Hibbard shook his head, with emphasis. “I don’t believe you. You may have the typewriter, but you don’t have Paul Chapin as I do. I don’t believe you’ll get him to confess, ever in God’s world.”

“I assure you, I will. But that can be left to the event. Will you stay here until tomorrow evening, and communicate with no one? My dear sir. I will bargain with you. You were about to make a request of me. I counter with one of my own. Though I am sure twenty-four hours will do, let us allow for contingencies; make it forty-eight. If you will agree to stay under this roof incommunicado until Monday evening, I engage that at that time, if I have not done as I said and closed the Chapin account forever, you will be free to resume your whimsical adventure without fear of any betrayal from us.

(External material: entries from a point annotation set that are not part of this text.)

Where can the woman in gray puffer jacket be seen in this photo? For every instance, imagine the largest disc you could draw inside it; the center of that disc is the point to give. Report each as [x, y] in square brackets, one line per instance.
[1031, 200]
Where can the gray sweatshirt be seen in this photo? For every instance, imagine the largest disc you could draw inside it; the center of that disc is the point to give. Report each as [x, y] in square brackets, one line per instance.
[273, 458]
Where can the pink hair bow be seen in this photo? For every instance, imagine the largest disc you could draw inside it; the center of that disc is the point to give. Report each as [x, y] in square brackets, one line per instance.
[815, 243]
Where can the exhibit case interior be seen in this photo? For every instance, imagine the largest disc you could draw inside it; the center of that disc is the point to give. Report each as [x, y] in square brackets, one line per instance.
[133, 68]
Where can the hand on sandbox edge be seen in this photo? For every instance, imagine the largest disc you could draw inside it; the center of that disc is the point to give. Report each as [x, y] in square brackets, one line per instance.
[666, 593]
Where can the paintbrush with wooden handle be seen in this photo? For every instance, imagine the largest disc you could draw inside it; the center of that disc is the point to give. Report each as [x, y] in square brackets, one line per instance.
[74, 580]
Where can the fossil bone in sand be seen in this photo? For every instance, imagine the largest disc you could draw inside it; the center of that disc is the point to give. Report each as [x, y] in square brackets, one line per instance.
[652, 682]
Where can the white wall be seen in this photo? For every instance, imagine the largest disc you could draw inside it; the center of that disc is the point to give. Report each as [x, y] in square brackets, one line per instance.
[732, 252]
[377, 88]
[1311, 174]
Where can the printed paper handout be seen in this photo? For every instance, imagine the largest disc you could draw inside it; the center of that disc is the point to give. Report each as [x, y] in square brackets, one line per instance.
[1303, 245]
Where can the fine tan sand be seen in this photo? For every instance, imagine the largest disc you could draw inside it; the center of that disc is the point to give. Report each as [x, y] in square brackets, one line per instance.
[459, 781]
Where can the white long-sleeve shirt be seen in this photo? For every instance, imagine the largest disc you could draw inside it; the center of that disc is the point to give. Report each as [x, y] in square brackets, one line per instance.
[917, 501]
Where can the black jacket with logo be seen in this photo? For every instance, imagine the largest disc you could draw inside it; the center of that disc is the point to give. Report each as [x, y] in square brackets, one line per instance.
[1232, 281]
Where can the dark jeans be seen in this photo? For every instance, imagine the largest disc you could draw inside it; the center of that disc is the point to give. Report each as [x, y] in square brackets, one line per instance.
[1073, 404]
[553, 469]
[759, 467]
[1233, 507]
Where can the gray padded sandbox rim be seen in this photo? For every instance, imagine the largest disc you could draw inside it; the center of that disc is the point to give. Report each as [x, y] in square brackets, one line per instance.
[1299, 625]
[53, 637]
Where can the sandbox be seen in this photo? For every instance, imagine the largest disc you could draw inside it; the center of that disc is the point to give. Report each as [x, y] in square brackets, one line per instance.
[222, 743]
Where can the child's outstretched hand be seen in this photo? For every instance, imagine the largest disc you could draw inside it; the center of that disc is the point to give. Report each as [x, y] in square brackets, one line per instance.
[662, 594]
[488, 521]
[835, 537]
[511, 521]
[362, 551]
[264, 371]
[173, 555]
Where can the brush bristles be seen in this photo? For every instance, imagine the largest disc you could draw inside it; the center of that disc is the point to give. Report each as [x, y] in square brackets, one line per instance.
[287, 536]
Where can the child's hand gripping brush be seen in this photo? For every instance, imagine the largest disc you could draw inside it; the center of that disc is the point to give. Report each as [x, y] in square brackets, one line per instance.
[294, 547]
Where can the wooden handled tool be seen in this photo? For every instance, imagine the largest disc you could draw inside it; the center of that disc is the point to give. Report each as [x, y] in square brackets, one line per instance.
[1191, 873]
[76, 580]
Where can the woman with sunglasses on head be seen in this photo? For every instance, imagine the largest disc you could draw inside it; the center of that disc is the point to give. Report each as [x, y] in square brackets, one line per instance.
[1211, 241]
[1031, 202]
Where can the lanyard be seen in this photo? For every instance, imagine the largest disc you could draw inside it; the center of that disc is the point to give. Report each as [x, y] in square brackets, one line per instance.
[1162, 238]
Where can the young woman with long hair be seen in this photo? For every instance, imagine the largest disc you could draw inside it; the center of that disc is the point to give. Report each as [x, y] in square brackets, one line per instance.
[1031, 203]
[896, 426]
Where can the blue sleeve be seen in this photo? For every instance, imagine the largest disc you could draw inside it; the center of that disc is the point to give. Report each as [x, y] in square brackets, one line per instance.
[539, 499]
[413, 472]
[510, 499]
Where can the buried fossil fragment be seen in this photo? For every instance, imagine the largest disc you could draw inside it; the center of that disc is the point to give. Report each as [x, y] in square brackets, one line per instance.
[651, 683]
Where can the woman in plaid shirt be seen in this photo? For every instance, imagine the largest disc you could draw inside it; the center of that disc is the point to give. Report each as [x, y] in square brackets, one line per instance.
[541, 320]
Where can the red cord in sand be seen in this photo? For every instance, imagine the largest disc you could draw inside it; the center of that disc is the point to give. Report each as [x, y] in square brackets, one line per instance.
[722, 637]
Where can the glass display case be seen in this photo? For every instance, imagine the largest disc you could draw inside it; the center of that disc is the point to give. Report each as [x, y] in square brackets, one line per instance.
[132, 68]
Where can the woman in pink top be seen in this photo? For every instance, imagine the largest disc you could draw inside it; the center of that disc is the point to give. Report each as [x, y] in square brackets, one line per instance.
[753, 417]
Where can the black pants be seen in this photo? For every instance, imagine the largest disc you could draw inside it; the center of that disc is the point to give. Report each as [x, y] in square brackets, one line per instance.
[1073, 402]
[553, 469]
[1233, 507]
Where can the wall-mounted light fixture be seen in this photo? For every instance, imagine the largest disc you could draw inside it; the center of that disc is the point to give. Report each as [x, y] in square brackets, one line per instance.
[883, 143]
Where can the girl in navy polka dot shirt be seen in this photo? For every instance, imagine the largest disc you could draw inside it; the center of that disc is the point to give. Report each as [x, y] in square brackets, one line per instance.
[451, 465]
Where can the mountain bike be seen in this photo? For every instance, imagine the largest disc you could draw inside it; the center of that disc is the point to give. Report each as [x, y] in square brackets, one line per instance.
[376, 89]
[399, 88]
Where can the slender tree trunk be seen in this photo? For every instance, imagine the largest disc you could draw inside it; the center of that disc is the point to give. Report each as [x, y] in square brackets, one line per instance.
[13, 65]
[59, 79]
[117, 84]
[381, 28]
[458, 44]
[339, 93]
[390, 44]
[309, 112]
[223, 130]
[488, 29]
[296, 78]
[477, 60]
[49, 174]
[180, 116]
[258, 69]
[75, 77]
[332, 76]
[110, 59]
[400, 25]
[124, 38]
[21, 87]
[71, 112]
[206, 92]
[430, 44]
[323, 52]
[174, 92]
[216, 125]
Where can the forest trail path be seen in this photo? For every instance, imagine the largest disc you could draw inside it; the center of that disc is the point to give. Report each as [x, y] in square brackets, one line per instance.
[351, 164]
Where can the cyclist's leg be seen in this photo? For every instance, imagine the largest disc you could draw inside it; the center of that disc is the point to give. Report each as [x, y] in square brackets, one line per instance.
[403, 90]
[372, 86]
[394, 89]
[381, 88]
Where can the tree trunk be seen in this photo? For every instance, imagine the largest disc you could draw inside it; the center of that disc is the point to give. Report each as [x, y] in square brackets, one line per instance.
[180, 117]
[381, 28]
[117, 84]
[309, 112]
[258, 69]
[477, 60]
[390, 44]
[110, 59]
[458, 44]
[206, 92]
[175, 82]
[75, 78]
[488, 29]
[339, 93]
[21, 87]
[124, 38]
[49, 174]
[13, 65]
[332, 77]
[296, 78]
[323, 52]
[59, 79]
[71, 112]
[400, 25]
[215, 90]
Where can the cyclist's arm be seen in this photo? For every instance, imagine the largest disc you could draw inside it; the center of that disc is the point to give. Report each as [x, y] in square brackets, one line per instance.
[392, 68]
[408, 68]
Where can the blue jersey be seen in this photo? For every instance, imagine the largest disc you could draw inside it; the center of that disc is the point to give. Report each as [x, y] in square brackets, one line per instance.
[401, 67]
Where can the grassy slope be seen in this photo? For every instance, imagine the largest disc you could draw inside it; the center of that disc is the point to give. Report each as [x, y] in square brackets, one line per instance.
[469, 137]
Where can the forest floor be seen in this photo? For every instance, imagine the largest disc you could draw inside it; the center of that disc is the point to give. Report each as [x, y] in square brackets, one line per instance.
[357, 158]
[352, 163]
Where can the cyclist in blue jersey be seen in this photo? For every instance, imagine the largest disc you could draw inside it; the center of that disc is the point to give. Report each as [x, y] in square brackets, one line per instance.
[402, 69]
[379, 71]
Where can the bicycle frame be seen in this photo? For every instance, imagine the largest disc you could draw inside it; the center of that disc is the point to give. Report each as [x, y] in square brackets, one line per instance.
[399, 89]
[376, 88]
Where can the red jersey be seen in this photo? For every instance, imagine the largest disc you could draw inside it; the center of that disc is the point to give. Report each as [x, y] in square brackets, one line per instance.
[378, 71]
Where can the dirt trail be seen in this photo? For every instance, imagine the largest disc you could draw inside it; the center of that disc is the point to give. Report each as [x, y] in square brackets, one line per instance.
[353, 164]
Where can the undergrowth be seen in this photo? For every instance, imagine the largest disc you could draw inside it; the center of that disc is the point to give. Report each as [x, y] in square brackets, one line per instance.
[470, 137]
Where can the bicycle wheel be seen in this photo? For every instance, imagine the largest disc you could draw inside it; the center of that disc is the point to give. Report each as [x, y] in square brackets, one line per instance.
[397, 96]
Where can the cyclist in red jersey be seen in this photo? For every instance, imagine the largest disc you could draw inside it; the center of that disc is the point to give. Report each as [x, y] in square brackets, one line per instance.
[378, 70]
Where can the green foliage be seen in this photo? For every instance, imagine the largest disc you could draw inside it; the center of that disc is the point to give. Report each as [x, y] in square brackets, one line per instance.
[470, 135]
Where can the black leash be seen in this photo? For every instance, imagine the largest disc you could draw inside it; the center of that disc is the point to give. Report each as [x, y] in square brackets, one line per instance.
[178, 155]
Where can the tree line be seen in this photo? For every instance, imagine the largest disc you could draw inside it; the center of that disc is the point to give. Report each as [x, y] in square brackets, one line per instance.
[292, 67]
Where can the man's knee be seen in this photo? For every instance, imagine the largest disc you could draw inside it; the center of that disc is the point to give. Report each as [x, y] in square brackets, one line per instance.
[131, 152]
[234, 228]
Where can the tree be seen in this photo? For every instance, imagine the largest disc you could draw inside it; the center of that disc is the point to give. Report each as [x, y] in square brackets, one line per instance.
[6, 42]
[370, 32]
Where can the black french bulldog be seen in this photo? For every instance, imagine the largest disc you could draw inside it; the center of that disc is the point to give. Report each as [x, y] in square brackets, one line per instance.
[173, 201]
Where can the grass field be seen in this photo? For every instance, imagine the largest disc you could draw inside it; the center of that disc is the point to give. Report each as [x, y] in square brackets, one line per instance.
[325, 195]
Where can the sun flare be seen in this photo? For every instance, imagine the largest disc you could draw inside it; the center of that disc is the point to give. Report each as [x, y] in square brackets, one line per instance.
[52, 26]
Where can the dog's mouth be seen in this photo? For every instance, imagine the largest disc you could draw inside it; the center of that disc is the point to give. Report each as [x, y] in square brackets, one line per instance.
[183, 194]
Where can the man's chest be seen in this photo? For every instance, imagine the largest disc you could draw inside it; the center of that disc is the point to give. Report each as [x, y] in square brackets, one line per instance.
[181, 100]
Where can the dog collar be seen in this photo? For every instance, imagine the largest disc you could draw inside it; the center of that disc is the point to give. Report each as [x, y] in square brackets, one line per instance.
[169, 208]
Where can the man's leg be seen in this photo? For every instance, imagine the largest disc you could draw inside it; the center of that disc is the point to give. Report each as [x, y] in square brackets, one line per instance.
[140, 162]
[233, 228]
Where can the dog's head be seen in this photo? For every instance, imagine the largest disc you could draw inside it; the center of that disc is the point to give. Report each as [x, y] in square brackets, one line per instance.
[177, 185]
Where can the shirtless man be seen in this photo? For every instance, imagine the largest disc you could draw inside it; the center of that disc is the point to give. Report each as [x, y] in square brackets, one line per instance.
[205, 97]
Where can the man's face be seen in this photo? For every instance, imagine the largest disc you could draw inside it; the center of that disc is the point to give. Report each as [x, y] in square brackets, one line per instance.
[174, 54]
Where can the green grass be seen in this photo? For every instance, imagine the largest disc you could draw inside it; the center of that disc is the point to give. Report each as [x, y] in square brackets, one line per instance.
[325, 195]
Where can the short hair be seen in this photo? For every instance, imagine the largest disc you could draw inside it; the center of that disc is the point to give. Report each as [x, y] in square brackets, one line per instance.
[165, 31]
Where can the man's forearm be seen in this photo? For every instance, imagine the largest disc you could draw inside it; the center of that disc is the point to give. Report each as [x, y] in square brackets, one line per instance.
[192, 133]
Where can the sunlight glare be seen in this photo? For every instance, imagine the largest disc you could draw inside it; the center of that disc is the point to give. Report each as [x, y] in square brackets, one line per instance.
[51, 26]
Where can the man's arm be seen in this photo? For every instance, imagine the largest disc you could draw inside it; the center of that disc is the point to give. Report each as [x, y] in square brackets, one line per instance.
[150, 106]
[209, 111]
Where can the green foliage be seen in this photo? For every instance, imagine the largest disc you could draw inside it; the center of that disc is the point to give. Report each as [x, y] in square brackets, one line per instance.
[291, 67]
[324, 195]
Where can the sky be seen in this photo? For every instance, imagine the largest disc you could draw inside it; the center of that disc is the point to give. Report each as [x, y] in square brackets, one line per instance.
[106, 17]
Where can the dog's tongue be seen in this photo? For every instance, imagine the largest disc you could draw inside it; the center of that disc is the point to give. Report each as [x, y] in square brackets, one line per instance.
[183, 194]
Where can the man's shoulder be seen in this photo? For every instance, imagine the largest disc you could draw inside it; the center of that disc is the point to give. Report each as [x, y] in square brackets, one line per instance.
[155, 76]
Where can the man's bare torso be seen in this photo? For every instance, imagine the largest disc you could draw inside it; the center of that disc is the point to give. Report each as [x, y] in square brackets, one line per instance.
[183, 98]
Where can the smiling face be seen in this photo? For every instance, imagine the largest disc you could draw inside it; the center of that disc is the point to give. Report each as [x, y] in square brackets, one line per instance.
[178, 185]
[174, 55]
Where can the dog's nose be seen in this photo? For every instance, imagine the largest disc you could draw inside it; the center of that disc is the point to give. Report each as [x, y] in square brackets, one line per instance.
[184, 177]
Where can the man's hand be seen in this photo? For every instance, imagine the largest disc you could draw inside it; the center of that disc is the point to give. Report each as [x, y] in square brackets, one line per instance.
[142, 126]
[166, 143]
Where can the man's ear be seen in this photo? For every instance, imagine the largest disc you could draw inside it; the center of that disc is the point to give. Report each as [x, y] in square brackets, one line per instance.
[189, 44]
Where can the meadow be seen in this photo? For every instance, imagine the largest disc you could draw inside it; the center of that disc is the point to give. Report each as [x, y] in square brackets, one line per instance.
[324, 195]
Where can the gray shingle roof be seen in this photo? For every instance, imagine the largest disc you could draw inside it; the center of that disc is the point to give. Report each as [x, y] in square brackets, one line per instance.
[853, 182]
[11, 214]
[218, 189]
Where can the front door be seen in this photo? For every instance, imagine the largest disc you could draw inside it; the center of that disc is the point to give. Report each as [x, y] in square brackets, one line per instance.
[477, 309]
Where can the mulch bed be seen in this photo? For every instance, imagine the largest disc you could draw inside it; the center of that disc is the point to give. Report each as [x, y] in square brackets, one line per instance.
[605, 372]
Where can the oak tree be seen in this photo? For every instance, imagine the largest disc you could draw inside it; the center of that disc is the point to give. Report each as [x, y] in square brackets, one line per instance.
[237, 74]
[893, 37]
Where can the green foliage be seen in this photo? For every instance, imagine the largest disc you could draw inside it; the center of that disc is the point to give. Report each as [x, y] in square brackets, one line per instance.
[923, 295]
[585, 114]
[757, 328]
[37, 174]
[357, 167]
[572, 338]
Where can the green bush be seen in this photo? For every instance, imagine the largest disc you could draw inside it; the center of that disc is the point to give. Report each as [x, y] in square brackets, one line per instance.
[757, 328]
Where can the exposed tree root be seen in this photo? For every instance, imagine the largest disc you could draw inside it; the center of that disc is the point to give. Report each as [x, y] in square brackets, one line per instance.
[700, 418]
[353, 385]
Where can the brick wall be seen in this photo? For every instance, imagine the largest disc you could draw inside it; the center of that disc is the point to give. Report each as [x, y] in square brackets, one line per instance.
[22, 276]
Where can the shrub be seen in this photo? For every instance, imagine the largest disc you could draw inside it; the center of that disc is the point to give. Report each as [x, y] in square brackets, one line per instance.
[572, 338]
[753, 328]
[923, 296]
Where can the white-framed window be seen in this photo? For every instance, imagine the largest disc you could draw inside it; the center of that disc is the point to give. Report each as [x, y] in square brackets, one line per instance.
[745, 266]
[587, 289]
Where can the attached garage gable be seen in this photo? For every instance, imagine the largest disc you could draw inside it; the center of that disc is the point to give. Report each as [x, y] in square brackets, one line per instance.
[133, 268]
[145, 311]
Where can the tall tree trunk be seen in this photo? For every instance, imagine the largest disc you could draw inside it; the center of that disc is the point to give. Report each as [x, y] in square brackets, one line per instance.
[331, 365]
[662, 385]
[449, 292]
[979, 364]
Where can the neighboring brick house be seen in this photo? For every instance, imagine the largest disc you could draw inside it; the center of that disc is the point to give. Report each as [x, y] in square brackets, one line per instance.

Do I need to add a recommendation of our discretion and intelligence?”

As Wolfe finished speaking Hibbard unaccountably burst into laughter. For a runt he had a good laugh, deeper than his voice, which was baritone but a little thin. When he had laughed it out he said, “I was thinking that you probably have an adequate bathtub.”

“We have.”

“But tell me this. I am still learning. If I refused, if I got up now to walk out, what would you do?”

“Well... you see, Mr. Hibbard, it is important to my plans that your discovery should remain unknown until the proper moment. Certain shocks must be administered to Mr. Chapin, and they must be well timed. There are various ways of keeping a desired guest. The most amiable is to persuade him to accept an invitation; another would be to lock him up.”

Hibbard nodded. “You see? What did I tell you? You see how people go ahead and do things they feel like doing? Miraculous!”

“It is indeed.—And now the bathtub, if we are to dine at eight. Archie, if you would show Mr. Hibbard the south room, the one above mine...”

I got up. “It’ll be clammy as the devil, it hasn’t been used... he can have mine...”

“No. Fritz has aired it and the heat is on; it has been properly prepared, even to Brassocattlaelias Truffautianas in the bowl.”

“Oh.” I grinned. “You had it prepared.”

“Certainly.—Mr. Hibbard. Come down when you are ready. I warn you, I am prepared to demonstrate that the eighth and ninth chapters of The Chasm of the Mind are mystic nonsense. If you wish to repel my attack, bring your wits to the table.”